日本海にはかなり早い時代から、那の津(博多)から新潟付近まで港を繋いでゆく「翡翠の道」と「鉄の道」ができていたという(長野正孝氏『古代史の謎は「海路」で解ける』)。
つまり、富山県の姫川で採れる貴重な翡翠は、遠く朝鮮半島まで運ぶ西行のルートで運ばれ、鉄は逆に、朝鮮半島から那の津・穴門(あなと)(関門海峡)・出雲を経て、丹後から東へ向かうルートで運ばれていたのだ。
■広範囲な交易ルート
縄文中期の遺跡、会津の法相(ほうしょう)尻(じり)遺跡(磐梯町・猪苗代町)で出土したヒスイ大珠(長さ8.4㎝、鰹節型)も、この交易ルートの新潟から阿賀野川を通り会津に渡ったのだろう。
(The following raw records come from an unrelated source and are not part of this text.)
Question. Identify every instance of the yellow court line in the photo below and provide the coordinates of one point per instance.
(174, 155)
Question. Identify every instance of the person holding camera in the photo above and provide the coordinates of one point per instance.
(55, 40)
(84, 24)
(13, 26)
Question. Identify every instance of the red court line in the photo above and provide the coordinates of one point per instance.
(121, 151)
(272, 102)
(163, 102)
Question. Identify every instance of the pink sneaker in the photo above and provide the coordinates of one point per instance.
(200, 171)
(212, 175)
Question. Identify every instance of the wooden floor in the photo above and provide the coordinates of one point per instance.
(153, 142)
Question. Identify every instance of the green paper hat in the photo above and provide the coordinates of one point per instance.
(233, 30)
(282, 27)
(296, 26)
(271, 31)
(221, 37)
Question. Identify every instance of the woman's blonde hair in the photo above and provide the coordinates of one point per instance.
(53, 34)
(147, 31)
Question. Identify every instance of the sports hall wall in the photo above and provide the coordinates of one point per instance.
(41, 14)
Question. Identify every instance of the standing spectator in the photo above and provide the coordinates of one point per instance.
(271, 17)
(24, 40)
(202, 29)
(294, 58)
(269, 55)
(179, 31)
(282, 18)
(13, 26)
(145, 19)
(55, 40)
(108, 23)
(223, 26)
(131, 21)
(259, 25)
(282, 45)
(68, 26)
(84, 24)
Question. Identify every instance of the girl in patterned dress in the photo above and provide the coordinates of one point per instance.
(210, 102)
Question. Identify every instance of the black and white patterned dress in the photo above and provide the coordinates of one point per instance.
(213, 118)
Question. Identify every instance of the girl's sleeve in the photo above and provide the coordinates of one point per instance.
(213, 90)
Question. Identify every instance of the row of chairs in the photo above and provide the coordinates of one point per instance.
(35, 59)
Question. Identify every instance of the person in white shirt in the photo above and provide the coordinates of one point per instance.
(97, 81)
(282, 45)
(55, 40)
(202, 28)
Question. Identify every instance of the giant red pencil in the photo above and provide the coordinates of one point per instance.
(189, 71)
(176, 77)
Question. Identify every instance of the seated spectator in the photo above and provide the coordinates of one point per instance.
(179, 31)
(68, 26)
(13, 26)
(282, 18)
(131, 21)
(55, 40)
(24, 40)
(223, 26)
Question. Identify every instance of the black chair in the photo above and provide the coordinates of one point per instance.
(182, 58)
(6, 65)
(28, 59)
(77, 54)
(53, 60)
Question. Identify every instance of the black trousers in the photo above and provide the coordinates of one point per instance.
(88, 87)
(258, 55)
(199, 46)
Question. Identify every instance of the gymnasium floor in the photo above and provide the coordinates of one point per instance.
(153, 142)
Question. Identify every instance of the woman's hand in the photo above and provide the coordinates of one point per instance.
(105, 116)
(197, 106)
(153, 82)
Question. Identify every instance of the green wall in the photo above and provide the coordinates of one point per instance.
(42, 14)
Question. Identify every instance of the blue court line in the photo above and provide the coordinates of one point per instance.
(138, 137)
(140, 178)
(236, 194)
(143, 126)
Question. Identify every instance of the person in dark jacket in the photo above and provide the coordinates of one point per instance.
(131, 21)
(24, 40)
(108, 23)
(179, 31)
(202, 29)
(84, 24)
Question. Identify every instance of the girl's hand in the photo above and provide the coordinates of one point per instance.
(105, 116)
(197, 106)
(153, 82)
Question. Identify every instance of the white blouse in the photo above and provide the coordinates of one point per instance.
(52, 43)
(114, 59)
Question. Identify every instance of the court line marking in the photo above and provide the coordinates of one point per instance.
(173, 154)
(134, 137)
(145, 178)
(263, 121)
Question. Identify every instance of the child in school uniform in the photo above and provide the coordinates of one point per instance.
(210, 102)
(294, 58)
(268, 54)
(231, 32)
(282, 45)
もっとも、姫川の翡翠は、北海道南部や薩摩半島・沖縄の遺跡からも見つかるから、さらに広範囲な交易ルートができていたはずだ。
もちろん、運ばれるモノは、翡翠と鉄だけではない。
船で鉄製品などを調達した地域では、その対価として、現地の特産物を船積みしたはずだ(傭兵など人を送り込むこともあったかもしれない)。
■会津盆地には豪族が群立
4世紀の会津盆地には、大型の前方後円墳を築いた豪族が群立した。
この豪族たちの巨万の富は、阿賀野川や只見川などの大河を利用した、船での交易を抜きには語れないだろう。
古墳の造営には、大量の鉄器が必要になるから、朝鮮半島からの鉄鋌(てつてい)(鉄の板)、あるいは鉄器類を、会津に運び入れたとも考えられる。
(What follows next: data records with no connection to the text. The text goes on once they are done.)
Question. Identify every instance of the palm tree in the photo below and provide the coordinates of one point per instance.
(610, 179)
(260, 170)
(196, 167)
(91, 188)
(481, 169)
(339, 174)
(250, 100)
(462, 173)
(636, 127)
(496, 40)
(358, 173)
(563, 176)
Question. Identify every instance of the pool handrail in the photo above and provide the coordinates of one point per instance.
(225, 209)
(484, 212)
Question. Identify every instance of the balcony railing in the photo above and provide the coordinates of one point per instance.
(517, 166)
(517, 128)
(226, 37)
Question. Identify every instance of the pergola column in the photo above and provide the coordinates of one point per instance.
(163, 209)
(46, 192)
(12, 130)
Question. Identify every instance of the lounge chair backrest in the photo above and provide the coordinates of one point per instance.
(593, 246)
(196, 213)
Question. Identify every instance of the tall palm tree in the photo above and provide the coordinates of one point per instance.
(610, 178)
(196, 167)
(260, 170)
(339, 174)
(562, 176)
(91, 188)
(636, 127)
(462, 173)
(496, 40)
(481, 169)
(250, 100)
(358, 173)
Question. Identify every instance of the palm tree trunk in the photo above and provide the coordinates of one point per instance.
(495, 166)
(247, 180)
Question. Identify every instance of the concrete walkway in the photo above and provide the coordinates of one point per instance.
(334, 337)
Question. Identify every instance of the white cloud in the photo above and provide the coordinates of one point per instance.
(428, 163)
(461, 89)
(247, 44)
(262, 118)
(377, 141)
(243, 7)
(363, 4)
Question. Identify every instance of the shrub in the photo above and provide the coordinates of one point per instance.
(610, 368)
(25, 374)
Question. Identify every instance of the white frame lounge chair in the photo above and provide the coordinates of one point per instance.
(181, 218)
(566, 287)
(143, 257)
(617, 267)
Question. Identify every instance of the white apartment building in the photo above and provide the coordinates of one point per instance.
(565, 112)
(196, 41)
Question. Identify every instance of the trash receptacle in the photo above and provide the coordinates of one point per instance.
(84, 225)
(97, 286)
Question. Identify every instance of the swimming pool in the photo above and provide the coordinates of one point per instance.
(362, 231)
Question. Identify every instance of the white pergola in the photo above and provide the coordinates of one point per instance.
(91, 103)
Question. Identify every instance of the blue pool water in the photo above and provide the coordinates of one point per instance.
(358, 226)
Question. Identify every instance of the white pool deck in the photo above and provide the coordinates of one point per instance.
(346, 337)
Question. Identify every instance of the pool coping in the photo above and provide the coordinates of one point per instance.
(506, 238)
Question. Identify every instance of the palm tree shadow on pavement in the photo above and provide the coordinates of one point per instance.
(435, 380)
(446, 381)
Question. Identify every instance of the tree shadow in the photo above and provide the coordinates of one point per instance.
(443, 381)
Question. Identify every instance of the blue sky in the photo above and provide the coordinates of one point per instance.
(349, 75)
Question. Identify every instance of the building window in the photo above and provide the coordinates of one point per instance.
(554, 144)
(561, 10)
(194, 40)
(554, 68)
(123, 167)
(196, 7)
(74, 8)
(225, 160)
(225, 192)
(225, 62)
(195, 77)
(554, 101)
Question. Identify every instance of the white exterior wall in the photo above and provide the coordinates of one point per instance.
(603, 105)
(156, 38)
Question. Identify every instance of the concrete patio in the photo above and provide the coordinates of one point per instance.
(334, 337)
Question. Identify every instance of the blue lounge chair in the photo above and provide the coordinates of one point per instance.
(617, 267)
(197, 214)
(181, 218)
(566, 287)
その対価として、さらには商売として会津から船積みしたモノは何か。
私はそれを、豊富な鉱物資源ではないかと考えた。
一方、会津では、褐鉄鉱を原料とした古代製鉄が行われていたとも考えているが、この場合、主として鉄鋌を材料とする鉄器を使いながらも、釘などの簡易な鉄器には、褐鉄鉱を活用したと考えることも可能だと思う。
➡「猪苗代湖畔で「古代製鉄」を想う」
ところで、喜多方市の灰塚山古墳(5世紀の前方後円墳)から出土した人骨の歯や骨格から、全身像を復元したとのニュースがあった(河北新報、6月4日)。
男性は、死亡推定年齢50代後半、身長158センチで、きゃしゃな体形。比較的面長で、鼻の付け根が平らな渡来系の顔つき。歯のすり減り具合から、固い物は食べていなかった。
人骨内の炭素と窒素量からコメのほか、川魚を食べたとみられる。
会津地方は、能登半島などを経由してきた渡来系の集団が、大和朝廷の政治的な後ろ盾を得ながら支配していたとみられるという。